SnapLogic - Integration Nation

tfan · ‎10-09-2024

Why do we need LLM Observability?

GenAI applications are great, they answer like how a human does. But how do you know if GPT isn’t being “too creative” to you when results from the LLM shows “Company finances are facing issues due to insufficient sun coverage”?

As the scope of GenAI apps broaden, the vulnerability expands, and since LLM outputs are non-deterministic, a setup that once worked isn’t guaranteed to always work. Here’s an example of comparing the reasons why an LLM prompt fails vs why a RAG application fails.

What could go wrong in the configuration?

LLM prompts

Suboptimal model parameters

Temperature too high / tokens too small

Uninformative System prompts

RAG

Indexing
The data wasn’t chunked with the right size, information is sparse yet the window is small.
Wrong distance was used. Used Euclidean distance instead of cosine
Dimension was too small / too large

Retrieval
Top K too big, too much irrelevant context fetched
Top K too small, not enough relevant context to generate result
Filter misused

And everything in LLM Prompts

Although observability does not magically solve all problems, it gives us a good chance to figure out what might have gone wrong.
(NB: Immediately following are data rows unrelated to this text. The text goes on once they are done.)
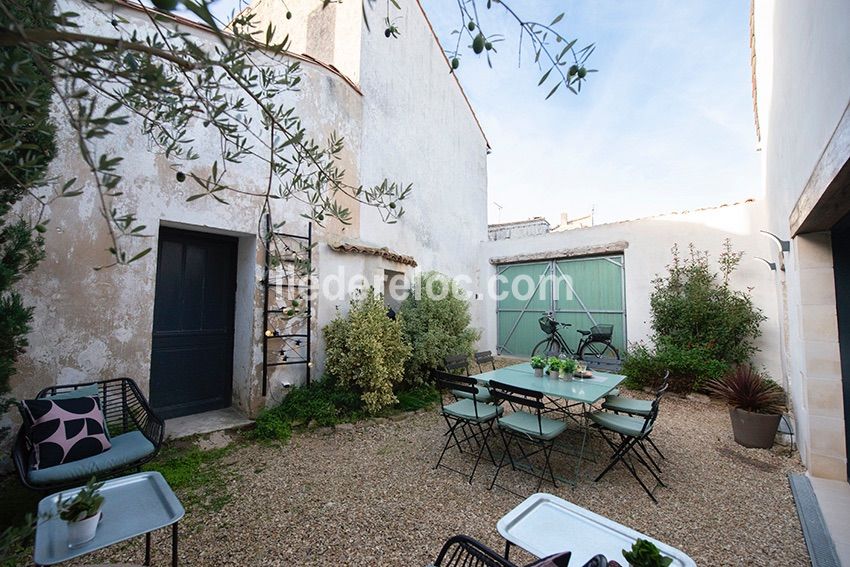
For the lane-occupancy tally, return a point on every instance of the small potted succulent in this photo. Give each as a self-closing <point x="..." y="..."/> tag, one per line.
<point x="553" y="364"/>
<point x="646" y="554"/>
<point x="538" y="363"/>
<point x="82" y="512"/>
<point x="756" y="405"/>
<point x="568" y="366"/>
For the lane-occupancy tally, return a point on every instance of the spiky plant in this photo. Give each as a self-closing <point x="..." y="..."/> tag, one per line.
<point x="746" y="388"/>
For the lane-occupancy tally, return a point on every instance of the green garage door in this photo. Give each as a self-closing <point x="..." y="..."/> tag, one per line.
<point x="583" y="292"/>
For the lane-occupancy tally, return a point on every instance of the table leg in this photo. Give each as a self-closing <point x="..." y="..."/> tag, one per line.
<point x="174" y="540"/>
<point x="148" y="548"/>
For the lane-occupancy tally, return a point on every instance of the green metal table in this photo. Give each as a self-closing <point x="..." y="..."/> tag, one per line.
<point x="581" y="391"/>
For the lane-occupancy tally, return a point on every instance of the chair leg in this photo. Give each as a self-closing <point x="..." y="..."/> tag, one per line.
<point x="657" y="450"/>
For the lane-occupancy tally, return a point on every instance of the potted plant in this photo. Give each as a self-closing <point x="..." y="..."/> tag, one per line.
<point x="538" y="363"/>
<point x="756" y="404"/>
<point x="646" y="554"/>
<point x="568" y="366"/>
<point x="554" y="365"/>
<point x="82" y="512"/>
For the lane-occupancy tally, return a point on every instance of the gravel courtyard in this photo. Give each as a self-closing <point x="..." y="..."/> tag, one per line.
<point x="367" y="495"/>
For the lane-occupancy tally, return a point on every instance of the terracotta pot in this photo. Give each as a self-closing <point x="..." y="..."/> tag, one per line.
<point x="82" y="531"/>
<point x="755" y="430"/>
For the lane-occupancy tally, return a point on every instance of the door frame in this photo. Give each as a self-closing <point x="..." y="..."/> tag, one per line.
<point x="189" y="232"/>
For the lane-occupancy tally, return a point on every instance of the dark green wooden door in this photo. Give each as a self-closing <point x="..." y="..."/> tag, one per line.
<point x="582" y="291"/>
<point x="192" y="354"/>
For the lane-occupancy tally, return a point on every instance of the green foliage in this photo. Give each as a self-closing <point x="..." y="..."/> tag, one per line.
<point x="747" y="388"/>
<point x="198" y="476"/>
<point x="27" y="149"/>
<point x="367" y="351"/>
<point x="568" y="366"/>
<point x="436" y="322"/>
<point x="417" y="397"/>
<point x="694" y="307"/>
<point x="701" y="325"/>
<point x="646" y="554"/>
<point x="690" y="368"/>
<point x="14" y="543"/>
<point x="85" y="504"/>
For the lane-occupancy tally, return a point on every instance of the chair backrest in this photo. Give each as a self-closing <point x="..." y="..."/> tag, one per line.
<point x="463" y="551"/>
<point x="457" y="362"/>
<point x="519" y="397"/>
<point x="484" y="357"/>
<point x="123" y="404"/>
<point x="650" y="418"/>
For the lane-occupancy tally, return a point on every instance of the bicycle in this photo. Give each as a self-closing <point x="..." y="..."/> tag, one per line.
<point x="595" y="343"/>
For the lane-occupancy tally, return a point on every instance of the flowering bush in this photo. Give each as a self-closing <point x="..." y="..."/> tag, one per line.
<point x="366" y="350"/>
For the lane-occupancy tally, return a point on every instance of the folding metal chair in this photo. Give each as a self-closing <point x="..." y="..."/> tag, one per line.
<point x="526" y="426"/>
<point x="484" y="357"/>
<point x="468" y="419"/>
<point x="632" y="431"/>
<point x="456" y="362"/>
<point x="631" y="406"/>
<point x="463" y="551"/>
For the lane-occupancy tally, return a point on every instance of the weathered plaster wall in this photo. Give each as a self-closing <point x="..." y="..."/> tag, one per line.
<point x="419" y="128"/>
<point x="802" y="77"/>
<point x="97" y="324"/>
<point x="648" y="242"/>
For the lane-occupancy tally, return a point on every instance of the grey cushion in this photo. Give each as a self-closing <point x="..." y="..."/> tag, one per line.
<point x="628" y="405"/>
<point x="524" y="422"/>
<point x="625" y="424"/>
<point x="126" y="448"/>
<point x="86" y="391"/>
<point x="465" y="409"/>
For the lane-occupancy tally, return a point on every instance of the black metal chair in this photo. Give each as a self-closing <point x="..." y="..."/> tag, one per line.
<point x="631" y="431"/>
<point x="526" y="426"/>
<point x="463" y="551"/>
<point x="125" y="411"/>
<point x="456" y="362"/>
<point x="632" y="406"/>
<point x="484" y="357"/>
<point x="468" y="419"/>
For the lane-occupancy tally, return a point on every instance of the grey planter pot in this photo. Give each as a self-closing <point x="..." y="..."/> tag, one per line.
<point x="754" y="430"/>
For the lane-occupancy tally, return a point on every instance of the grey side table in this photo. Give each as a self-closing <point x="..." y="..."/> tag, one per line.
<point x="133" y="505"/>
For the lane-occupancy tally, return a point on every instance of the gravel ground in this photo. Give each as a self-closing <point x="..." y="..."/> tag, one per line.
<point x="368" y="495"/>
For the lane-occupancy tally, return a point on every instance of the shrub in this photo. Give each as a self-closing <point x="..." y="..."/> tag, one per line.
<point x="701" y="326"/>
<point x="747" y="388"/>
<point x="695" y="308"/>
<point x="690" y="368"/>
<point x="435" y="319"/>
<point x="366" y="350"/>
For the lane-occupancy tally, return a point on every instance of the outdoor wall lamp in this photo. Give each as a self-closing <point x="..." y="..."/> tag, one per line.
<point x="771" y="265"/>
<point x="784" y="245"/>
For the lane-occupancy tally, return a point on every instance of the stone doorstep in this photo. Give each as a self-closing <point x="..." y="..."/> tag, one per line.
<point x="208" y="422"/>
LLM Observability provides methodologies to help developers better understand LLM applications, model performances, biases, and can help resolve issues before they reach the end users.

What are common issues and how observability helps?
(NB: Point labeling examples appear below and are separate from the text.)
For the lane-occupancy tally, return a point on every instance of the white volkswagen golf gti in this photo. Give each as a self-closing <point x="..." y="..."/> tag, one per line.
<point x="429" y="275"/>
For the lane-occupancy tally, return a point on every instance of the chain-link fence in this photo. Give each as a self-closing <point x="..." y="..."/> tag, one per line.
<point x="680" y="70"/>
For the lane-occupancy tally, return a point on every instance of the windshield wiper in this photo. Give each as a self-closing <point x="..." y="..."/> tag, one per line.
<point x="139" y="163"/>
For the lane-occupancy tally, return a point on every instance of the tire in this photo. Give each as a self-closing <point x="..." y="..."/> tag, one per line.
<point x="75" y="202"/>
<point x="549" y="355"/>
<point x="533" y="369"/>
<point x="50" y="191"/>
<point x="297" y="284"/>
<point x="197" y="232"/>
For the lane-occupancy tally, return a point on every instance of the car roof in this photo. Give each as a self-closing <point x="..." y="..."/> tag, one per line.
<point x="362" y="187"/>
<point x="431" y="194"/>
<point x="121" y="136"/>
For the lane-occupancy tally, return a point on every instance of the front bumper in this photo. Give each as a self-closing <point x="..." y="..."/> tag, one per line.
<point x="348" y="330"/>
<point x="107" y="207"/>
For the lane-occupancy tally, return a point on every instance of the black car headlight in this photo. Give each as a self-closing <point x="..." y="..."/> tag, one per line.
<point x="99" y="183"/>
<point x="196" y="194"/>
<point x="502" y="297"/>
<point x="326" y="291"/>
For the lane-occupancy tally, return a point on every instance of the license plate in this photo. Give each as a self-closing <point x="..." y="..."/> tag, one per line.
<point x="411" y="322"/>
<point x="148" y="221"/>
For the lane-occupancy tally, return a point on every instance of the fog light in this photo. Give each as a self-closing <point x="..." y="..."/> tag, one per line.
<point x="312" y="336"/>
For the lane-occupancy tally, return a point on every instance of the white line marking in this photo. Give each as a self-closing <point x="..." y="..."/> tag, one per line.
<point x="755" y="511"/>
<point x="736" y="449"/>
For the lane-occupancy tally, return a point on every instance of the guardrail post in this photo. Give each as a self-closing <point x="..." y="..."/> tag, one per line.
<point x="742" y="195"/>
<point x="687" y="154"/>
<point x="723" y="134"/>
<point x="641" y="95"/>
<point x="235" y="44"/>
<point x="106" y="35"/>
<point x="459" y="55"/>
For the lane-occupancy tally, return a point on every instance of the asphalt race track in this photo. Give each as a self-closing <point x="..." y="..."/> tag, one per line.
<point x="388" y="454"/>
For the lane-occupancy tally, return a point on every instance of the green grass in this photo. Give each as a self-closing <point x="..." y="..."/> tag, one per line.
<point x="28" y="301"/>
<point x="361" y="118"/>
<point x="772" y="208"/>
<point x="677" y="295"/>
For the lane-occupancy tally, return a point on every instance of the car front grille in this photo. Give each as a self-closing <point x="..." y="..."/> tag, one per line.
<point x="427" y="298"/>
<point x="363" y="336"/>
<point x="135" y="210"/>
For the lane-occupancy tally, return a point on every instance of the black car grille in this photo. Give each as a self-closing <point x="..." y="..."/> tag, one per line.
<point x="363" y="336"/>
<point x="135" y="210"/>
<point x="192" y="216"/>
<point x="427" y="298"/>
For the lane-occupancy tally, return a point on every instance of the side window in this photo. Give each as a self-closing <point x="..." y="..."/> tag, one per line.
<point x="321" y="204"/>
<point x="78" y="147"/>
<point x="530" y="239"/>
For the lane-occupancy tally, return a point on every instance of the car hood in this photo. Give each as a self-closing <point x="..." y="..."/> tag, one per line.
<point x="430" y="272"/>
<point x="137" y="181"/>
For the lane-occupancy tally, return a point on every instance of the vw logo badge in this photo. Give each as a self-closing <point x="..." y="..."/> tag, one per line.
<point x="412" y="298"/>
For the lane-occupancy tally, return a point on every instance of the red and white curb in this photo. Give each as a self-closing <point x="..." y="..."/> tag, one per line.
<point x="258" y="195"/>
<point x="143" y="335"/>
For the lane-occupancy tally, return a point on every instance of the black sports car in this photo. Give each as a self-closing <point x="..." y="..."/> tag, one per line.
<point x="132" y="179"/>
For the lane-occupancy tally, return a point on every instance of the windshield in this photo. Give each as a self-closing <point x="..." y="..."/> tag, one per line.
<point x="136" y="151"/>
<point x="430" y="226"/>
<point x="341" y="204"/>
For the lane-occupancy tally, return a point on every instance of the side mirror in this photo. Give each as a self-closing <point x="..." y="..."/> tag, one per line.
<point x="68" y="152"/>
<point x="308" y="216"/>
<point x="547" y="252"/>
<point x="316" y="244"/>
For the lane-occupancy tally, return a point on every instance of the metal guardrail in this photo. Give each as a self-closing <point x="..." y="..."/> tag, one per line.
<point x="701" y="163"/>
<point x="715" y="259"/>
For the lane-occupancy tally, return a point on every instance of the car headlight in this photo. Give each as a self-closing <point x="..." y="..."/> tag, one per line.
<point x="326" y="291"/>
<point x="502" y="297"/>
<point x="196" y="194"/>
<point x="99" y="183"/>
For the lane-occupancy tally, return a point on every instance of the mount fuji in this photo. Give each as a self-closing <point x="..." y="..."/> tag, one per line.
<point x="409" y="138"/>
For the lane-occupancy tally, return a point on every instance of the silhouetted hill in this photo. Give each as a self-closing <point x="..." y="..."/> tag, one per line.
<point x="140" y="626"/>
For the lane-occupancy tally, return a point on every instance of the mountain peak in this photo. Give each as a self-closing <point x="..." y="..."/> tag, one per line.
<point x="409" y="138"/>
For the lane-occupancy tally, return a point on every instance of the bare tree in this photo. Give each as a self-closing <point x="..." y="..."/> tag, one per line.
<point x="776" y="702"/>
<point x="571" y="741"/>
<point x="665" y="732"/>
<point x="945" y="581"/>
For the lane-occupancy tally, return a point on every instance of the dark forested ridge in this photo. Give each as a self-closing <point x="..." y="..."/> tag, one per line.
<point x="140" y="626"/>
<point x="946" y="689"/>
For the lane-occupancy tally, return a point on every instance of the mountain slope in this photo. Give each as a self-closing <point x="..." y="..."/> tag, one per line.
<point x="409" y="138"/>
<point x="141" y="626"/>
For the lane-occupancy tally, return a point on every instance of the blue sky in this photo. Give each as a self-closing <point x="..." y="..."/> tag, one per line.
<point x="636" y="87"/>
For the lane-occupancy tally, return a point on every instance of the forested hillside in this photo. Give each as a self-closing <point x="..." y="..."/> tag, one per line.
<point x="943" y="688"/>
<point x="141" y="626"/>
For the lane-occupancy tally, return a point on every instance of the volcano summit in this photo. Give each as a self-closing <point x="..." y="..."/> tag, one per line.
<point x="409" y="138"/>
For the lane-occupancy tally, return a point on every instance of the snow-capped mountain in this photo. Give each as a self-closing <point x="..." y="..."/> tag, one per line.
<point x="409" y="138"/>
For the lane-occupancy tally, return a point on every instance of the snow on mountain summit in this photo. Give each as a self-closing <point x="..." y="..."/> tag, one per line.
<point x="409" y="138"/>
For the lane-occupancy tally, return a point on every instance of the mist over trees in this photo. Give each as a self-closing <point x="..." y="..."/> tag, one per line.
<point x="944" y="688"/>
Observability helps understanding in many ways, from performance bottlenecks to error detection, security and debugging. Here’s a list of common questions we might ask ourselves and how observability may come in handy.

How long does it take to generate an answer?

Monitor LLM response times and database query times helps identify potential bottlenecks of the application.

Is the context retrieved from the Vector Database relevant?

Logging database query and results retrieved helps identify better performing queries.
Can assist on chunk size configuration based on retrieved results.

How many tokens are used in a call?

Monitor token usage can help determine the cost of each LLM call.

How much better/worse is my new configuration setup doing?

Parameter monitoring and response logging helps compare the performance of different models and model configurations.

How is the GenAI application performing overall?

Tracing stages of the application and evaluation helps identify the performance of the application

What are users asking?

Logging and analyzing user prompts help understand user needs and can help evaluate if optimizations can be introduced to reduce costs.
Helps identify security vulnerabilities by monitoring malicious attempts and help proactively respond to mitigate threats.

What should be tracked?

GenAI applications involve components chained together. Depending on the use case, there are events and input/output parameters that we want to capture and analyze.

A list of components to consider:

Vector Database metadata

Vector dimension: The vector dimension used to in the vector database
Distance function: The way two vectors are compared in the vector database

Vector Indexing parameters

Chunk configuration: How a chunk is configured, including the size of the chunk, the unit of chunks, etc. This affects information density in a chunk.

Vector Query parameters

Query: The query used to retrieve context from the Vector Database
Top K: The maximum number of vectors to retrieve from the Vector Database

Prompt templates

System prompt: The prompt to be used throughout the application
Prompt Template: The template used to construct a prompt. Prompts work differently in different models and LLM providers

LLM request metadata

Prompt: The input sent to the LLM model from each end-user, combined with the template
Model name: The LLM model used for generation, which affects the capability of the application
Tokens: The number of tokens limit for a single request
Temperature: The parameter for setting the creativity and randomness of the model
Top P: The range of selection of words, the smaller the value the narrower the word selection is sampled from.

LLM response metadata

Tokens: The number of tokens used in input and output generation, affects costs
Request details: May include information such as guardrails, id of the request, etc.

Execution Metrics

Execution time: Time taken to process individual requests

Pipeline examples

Logging a Chat completions pipeline

We're using MongoDB to store model parameters and LLM responses as JSON documents for easy processing.

Logging a RAG pipeline

In this case, we're storing parameters to the RAG system (Agent Retrieve in this case) and the model. We're using JSON Generator Snaps to parameterize all input parameters to the RAG system and the LLM models. We then concat the response from the Vector Database, LLM model, and the parameters we provided for the requests.